The actual temperature reading does work,
and with the aid of polling, the critical
trip point should work too.

http://bugzilla.kernel.org/show_bug.cgi?id=8842

Signed-off-by: Len Brown <len.brown@intel.com>
2007-08-12 00:13:02 -04:00
Len Brown f8707ec964 ACPI: thermal: create "thermal.act=" to disable or override active trip point
thermal.act=-1 disables all active trip points
in all ACPI thermal zones.

thermal.act=C, where C > 0, overrides all lowest temperature
active trip points in all thermal zones to C degrees Celsius.
Raising this trip-point may allow you to keep your system silent
up to a higher temperature.  However, it will not allow you to
raise the lowest temperature trip point above the next higher
trip point (if there is one).  Lowering this trip point may
kick in the fan sooner.

Note that overriding this trip-point will disable any BIOS attempts
to implement hysteresis around the lowest temperature trip point.
This may result in the fan starting and stopping frequently
if temperature frequently crosses C.

WARNING: raising trip points above the manufacturer's defaults
may cause the system to run at higher temperature and shorten
its life.

Signed-off-by: Len Brown <len.brown@intel.com>
2007-08-12 00:12:54 -04:00
Len Brown f548714561 ACPI: thermal: create "thermal.nocrt" to disable critical actions
thermal.nocrt=1 disables actions on _CRT and _HOT
ACPI thermal zone trip-points.  They will be marked
as <disabled> in /proc/acpi/thermal_zone/*/trip_points.

There are two cases where this option is used:

1. Debugging a hot system crossing valid trip point.

   If your system fan is spinning at full speed,
   be sure that the vent is not clogged with dust.
   Many laptops have very fine thermal fins that are easily blocked.

   Check that the processor fan-sink is properly seated,
   has the proper thermal grease, and is really spinning.

   Check for fan related options in BIOS SETUP.
   Sometimes there is a performance vs quiet option.
   Defaults are generally the most conservative.

   If your fan is not spinning, yet /proc/acpi/fan/
   has files in it, please file a Linux/ACPI bug.

   WARNING: you risk shortening the lifetime of your
   hardware if you use this parameter on a hot system.
   Note that this refers to all system components,
   including the disk drive.

2. Working around a cool system crossing critical
   trip point due to erroneous temperature reading.

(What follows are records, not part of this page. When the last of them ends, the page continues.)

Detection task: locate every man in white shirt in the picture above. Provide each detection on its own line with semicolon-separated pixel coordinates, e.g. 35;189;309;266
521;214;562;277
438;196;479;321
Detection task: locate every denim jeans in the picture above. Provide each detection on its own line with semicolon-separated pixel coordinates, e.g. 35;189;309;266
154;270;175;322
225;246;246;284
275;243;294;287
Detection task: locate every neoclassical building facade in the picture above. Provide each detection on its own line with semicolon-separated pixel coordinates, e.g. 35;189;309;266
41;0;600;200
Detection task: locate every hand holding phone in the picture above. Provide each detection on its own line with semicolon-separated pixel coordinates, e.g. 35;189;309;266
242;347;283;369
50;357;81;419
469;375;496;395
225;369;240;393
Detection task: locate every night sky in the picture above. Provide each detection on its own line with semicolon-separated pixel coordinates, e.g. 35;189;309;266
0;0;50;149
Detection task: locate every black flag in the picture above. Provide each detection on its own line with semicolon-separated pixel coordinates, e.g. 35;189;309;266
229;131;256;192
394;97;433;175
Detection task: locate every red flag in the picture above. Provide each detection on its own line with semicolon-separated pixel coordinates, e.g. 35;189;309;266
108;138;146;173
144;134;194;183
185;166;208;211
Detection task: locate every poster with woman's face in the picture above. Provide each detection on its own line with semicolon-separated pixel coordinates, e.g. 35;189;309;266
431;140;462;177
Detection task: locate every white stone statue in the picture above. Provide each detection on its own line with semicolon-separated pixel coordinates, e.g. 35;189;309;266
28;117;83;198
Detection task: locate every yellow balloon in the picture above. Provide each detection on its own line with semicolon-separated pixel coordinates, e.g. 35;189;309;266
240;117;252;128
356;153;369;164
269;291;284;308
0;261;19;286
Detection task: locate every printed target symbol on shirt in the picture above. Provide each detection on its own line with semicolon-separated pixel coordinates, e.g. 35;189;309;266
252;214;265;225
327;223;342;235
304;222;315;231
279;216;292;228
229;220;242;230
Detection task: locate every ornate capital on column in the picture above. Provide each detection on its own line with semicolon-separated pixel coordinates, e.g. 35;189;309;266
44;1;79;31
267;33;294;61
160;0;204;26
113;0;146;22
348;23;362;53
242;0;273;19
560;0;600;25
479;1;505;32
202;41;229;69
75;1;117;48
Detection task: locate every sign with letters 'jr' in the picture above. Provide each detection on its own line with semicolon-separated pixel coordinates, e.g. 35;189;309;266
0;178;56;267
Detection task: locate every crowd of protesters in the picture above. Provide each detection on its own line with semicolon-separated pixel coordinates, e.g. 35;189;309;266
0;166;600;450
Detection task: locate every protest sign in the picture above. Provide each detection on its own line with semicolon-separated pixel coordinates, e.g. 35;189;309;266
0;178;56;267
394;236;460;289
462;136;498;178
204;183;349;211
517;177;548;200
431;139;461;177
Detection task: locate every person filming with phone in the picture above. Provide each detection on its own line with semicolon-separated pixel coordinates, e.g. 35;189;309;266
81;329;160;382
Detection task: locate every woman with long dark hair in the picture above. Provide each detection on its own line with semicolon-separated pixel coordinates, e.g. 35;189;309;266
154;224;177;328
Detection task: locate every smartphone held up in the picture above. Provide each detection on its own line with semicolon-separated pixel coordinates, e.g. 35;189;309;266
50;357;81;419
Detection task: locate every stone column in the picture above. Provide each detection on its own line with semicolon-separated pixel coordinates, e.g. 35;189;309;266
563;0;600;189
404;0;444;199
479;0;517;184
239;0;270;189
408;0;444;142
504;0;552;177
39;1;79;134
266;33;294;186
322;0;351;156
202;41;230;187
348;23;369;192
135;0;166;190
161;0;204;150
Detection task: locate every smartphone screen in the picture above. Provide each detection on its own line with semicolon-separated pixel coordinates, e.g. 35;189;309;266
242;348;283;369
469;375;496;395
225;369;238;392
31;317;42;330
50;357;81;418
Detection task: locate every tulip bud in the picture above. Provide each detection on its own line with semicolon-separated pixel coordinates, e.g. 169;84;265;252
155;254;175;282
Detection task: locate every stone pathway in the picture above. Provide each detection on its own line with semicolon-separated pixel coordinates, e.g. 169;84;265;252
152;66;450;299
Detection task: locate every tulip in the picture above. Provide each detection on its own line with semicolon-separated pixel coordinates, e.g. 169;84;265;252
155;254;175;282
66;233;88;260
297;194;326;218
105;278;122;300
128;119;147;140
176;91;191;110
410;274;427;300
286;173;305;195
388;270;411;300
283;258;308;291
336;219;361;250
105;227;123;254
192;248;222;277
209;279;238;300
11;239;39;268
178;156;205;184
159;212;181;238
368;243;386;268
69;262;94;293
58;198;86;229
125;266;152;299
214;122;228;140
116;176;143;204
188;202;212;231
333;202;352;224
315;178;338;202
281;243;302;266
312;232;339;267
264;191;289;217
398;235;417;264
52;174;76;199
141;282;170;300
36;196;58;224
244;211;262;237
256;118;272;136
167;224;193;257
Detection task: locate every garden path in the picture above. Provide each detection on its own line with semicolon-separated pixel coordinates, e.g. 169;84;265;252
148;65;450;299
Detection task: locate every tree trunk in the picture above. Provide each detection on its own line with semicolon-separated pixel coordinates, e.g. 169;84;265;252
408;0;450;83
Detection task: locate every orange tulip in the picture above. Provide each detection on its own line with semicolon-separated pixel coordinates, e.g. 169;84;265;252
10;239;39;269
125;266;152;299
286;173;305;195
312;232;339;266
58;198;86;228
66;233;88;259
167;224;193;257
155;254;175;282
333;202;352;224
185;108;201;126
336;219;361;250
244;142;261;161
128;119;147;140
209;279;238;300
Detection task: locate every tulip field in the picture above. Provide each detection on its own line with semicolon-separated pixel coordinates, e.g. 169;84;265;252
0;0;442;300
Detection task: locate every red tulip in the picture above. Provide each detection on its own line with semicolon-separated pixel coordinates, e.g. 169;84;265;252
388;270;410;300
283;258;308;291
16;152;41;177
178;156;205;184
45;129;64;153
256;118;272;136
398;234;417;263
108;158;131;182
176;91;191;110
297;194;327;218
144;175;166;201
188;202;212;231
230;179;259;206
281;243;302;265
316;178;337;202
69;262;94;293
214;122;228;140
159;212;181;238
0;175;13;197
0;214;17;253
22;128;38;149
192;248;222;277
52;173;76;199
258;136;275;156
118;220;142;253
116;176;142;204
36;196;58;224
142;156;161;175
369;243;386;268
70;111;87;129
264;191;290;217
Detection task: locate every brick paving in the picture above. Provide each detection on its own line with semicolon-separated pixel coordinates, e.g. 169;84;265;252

   Try again with CONFIG_HWMON=n
   There is known potential for conflict between the
   the hwmon sub-system and the ACPI BIOS.
   If this fixes it, notify lm-sensors@lm-sensors.org
   and linux-acpi@vger.kernel.org

   Otherwise, file a Linux/ACPI bug, or notify
   just linux-acpi@vger.kernel.org.

Signed-off-by: Len Brown <len.brown@intel.com>
2007-08-12 00:12:44 -04:00
Len Brown a70cdc5200 ACPI: thermal: create "thermal.psv=" to override passive trip points
"thermal.psv=-1" disables passive trip points
for all ACPI thermal zones.

"thermal.psv=C", where 'C' is degrees Celsius,
overrides all existing passive trip points
for all ACPI thermal zones.

thermal.psv is checked at module load time,
and in response to trip-point change events.

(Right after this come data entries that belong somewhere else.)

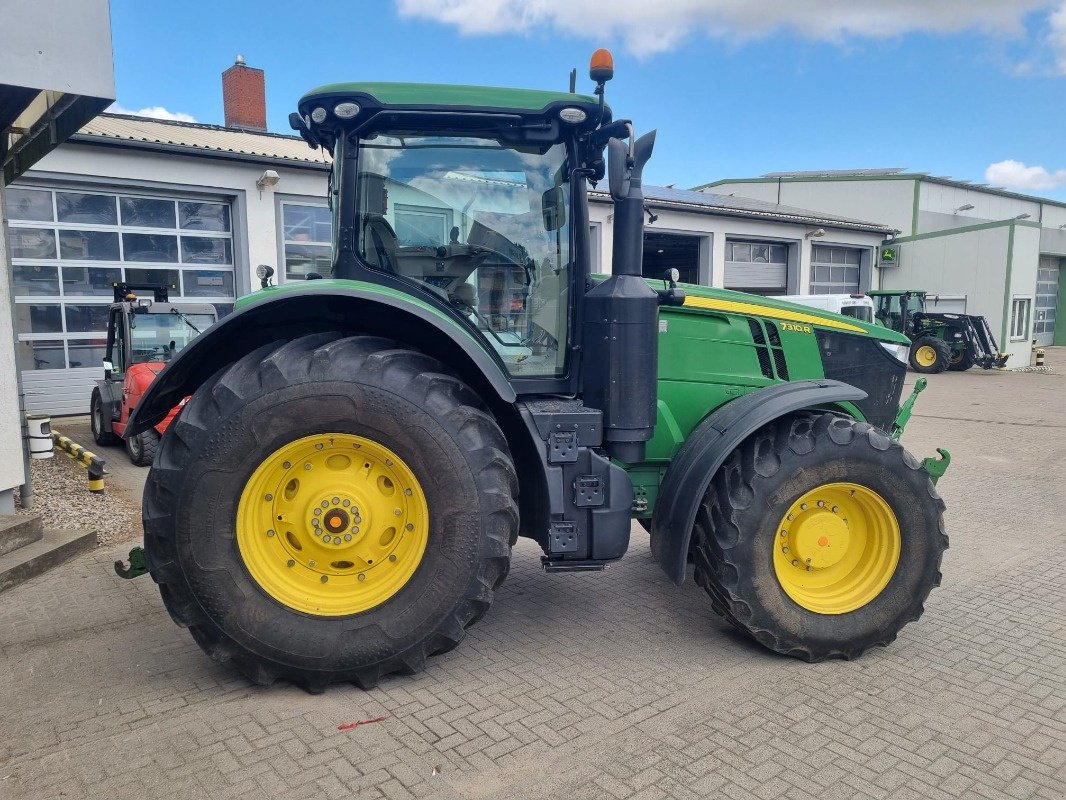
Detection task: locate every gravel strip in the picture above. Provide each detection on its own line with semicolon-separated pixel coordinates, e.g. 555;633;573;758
15;452;143;547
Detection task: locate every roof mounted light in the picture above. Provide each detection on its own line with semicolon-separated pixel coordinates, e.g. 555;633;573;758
334;101;359;119
559;108;588;125
588;47;614;85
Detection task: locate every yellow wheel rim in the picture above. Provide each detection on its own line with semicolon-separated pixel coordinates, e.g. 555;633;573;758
774;483;902;614
237;433;430;617
915;345;936;367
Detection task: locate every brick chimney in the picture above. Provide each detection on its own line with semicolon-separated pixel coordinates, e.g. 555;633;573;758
222;53;267;130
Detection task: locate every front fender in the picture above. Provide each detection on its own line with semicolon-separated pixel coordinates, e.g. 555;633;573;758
126;282;516;435
651;380;867;585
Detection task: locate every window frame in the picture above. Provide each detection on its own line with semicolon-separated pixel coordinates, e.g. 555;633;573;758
1008;294;1033;341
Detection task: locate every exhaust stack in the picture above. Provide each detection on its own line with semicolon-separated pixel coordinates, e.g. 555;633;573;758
583;131;659;464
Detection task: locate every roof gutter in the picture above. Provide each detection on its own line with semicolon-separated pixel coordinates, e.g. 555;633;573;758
68;133;329;172
588;192;902;236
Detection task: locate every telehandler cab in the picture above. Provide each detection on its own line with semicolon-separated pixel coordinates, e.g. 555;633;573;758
128;51;948;691
88;283;217;466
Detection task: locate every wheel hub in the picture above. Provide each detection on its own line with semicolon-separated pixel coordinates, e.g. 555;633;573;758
237;433;429;617
774;483;902;614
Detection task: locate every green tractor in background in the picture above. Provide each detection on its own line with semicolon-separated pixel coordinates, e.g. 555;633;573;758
867;289;1007;373
128;51;948;691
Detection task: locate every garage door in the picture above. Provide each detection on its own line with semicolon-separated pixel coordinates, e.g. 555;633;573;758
1033;256;1062;345
6;188;235;415
810;244;862;294
726;244;789;294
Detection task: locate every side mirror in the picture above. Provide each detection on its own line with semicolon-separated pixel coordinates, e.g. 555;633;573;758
540;187;566;230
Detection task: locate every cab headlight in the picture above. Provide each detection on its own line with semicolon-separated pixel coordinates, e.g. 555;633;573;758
877;341;910;364
334;102;359;119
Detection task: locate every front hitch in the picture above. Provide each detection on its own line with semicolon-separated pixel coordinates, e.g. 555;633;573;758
115;547;148;580
889;378;951;485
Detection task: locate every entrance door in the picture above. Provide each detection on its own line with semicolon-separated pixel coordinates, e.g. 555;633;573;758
1033;256;1062;345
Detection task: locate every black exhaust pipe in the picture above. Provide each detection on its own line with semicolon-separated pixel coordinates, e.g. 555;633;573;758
583;131;659;464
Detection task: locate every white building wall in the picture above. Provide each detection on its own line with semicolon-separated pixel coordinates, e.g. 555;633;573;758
29;143;326;288
588;202;883;294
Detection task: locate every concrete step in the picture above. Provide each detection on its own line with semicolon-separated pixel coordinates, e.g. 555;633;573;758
0;514;45;556
0;530;96;592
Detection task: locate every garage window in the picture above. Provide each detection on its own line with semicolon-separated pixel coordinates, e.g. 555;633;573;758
281;203;333;281
725;240;789;294
6;188;236;414
810;244;862;294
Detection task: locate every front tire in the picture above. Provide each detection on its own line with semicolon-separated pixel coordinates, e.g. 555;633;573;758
144;334;518;691
88;387;122;447
910;336;951;374
126;428;160;466
694;414;948;661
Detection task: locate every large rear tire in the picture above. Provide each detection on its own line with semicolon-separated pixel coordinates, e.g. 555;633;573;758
910;336;951;374
694;414;948;661
144;334;518;691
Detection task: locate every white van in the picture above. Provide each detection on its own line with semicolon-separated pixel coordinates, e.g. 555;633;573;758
774;294;873;324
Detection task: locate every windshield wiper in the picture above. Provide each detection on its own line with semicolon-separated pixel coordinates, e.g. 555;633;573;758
171;308;200;333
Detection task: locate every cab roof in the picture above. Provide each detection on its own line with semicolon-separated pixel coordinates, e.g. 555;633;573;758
300;82;599;113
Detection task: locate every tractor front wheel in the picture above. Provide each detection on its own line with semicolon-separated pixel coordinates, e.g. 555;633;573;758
694;414;948;661
144;334;518;691
126;428;160;466
910;336;951;374
88;388;120;447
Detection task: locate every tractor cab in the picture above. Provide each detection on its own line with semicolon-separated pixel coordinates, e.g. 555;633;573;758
868;289;925;336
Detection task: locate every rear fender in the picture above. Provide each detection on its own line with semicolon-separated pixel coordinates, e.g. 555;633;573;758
126;286;516;435
651;380;867;585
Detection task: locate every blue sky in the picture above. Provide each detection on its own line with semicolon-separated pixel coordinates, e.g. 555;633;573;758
111;0;1066;199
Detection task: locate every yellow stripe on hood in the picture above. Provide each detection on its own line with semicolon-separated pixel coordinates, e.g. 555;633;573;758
684;294;866;333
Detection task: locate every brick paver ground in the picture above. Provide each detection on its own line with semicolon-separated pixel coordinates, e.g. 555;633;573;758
0;364;1066;800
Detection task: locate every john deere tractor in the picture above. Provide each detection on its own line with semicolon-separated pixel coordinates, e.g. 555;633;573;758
128;51;947;691
869;289;1007;373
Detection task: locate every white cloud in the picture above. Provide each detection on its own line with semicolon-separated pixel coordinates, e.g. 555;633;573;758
985;159;1066;189
106;102;196;123
395;0;1053;60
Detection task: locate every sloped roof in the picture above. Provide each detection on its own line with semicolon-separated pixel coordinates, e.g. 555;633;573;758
71;114;329;169
588;186;900;235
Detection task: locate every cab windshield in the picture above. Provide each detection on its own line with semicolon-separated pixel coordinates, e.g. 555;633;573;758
130;311;214;364
356;132;570;377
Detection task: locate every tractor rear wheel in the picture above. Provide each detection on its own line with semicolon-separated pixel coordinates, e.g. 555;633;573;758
694;414;948;661
144;334;518;691
910;336;951;374
126;428;160;466
948;345;974;372
88;388;122;447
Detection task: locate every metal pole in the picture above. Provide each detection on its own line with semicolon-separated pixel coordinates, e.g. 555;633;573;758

Note that if the system does not deliver thermal zone
temperature change events near the new trip-point,
then it will not be noticed.  To force your custom
trip point to be noticed, you may need to enable polling:
eg. thermal.tzp=3000 invokes polling every 5 minutes.

Note that once passive thermal throttling is invoked,
it has its own internal Thermal Sampling Period (_TSP),
that is unrelated to _TZP.

WARNING: disabling or raising a thermal trip point
may result in increased running temperature and
shorter hardware lifetime on some systems.

Signed-off-by: Len Brown <len.brown@intel.com>
2007-08-12 00:12:35 -04:00
Len Brown 730ff34de7 ACPI: thermal: expose "thermal.tzp=" to set global polling frequency
Thermal Zone Polling frequency (_TZP) is an optional ACPI object
recommending the rate that the OS should poll the associated thermal zone.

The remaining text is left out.